---
name: ci-cd-monitoring
description: >
  Playbook for monitoring and fixing a CI/CD pipeline (GitHub Actions /
  GitLab CI). Load this BEFORE running ANY pipeline command or touching a
  run/job. Triggers (any = load now): running `gh run`/`gh pr checks`/`glab
  ci` (`status`/`view`/`trace`/`list`); checking, watching, polling, or
  waiting on a pipeline/build/checks/run/workflow/job after a push or PR/MR;
  the build is red/failing and you need the log, the failing job, or to fix
  it until green; deciding whether a failing check is pre-existing or your
  regression; a flaky job or re-run decision. Phrases: "check CI", "why is
  the build failing", "is the pipeline green".
  Covers the terminal-state poll list, `gh`/`glab` recipes
  for watching runs and fetching failed-job logs, the fix-red-until-green
  procedure, the forbidden fixes (disable/skip/rerun/`[skip ci]`/force-push),
  the pre-existing-failure exception, and the auto-merge caveat. Do NOT load
  it for opening/promoting a PR/MR (use `pr-mr`) or for local-only test runs
  that never touch a pipeline.
---

# CI/CD pipeline monitoring

The pipeline is the canonical verification surface. Local runs are necessary but not
sufficient — the pipeline runs in a clean environment with additional jobs (integration
tests, security scans, matrix builds, deploy previews) and is the gate reviewers and merge
automation trust.

**MUST monitor the pipeline to completion on every push that opens or updates a PR/MR.**
"Push and walk away" is forbidden. The task is done when the pipeline lands green, not when
the push succeeds.

## Poll until a terminal state

**MUST poll until a terminal state**: `success`, `failure`, `cancelled`, `timed_out`,
`action_required`. `pending` / `queued` / `running` / `in-progress` are **NOT** terminal —
keep polling. CLI recipes (`gh pr checks --watch`, `gh run view --log-failed`,
`glab ci status`, `glab ci trace`, the pipelines `jq`) →
[`references/commands.md`](references/commands.md).

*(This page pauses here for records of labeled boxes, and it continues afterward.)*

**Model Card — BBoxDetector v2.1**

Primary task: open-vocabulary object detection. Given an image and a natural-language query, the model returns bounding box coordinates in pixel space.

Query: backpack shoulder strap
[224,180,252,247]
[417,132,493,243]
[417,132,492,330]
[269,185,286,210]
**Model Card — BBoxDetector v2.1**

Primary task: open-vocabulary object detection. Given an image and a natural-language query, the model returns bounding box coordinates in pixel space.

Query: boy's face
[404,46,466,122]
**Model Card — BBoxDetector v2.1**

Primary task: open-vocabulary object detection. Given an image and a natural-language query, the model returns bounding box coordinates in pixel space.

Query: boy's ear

### Use ONE blocking command, NOT repeated one-shot polls

**MUST wait with a single blocking call** — either a native `--watch` command or a shell
loop that polls internally and only returns at a terminal state. **MUST NOT** fire a
one-shot status command (`gh run view`, `glab ci status`, the pipelines `jq`) over and over
as separate tool calls to simulate waiting — that burns turns, spams the session, and races
the pipeline. One command goes in, blocks until the pipeline is terminal, comes back once.

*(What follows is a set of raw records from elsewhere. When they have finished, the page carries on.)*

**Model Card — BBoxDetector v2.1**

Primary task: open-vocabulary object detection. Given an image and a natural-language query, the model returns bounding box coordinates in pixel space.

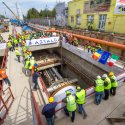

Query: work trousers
[33,80,38,89]
[3,77,11,86]
[64,108,75,122]
[110,87,116,96]
[78,104,87,116]
[46,116,54,125]
[95,92,103,105]
[16,56,20,62]
[88,48,90,53]
[25,69,30,76]
[104,90,110,100]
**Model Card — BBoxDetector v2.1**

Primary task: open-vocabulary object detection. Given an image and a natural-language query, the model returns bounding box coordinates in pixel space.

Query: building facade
[55,2,68,26]
[68,0,125,34]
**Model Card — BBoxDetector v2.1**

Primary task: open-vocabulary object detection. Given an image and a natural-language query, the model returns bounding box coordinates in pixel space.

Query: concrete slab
[55,85,125,125]
[3,25,33,125]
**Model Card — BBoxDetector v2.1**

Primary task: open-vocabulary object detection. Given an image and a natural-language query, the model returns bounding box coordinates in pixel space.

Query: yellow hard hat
[66,91,71,95]
[76,86,81,90]
[48,97,54,103]
[109,72,114,76]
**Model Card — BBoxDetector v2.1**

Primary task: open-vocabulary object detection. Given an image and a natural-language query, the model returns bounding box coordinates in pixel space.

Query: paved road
[3,26,33,125]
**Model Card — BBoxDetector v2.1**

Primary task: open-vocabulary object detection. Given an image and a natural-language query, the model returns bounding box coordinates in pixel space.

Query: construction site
[0,0,125,125]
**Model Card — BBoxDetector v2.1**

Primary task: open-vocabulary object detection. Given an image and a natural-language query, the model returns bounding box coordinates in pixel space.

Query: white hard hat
[102,74,108,78]
[96,76,101,79]
[32,57,34,59]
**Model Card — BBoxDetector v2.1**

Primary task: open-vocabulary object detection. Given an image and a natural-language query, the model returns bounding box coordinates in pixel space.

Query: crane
[2,1,19,20]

- **GitHub** — prefer the built-in blockers, which already wait to completion and set a
  non-zero exit on failure: `gh pr checks <num> --watch --fail-fast`,
  `gh run watch <run-id> --exit-status`.
- **GitLab** — `glab ci status` is one-shot; wrap it (or the pipelines API) in a `while`
  loop with a `sleep` so the **single** invocation blocks until terminal.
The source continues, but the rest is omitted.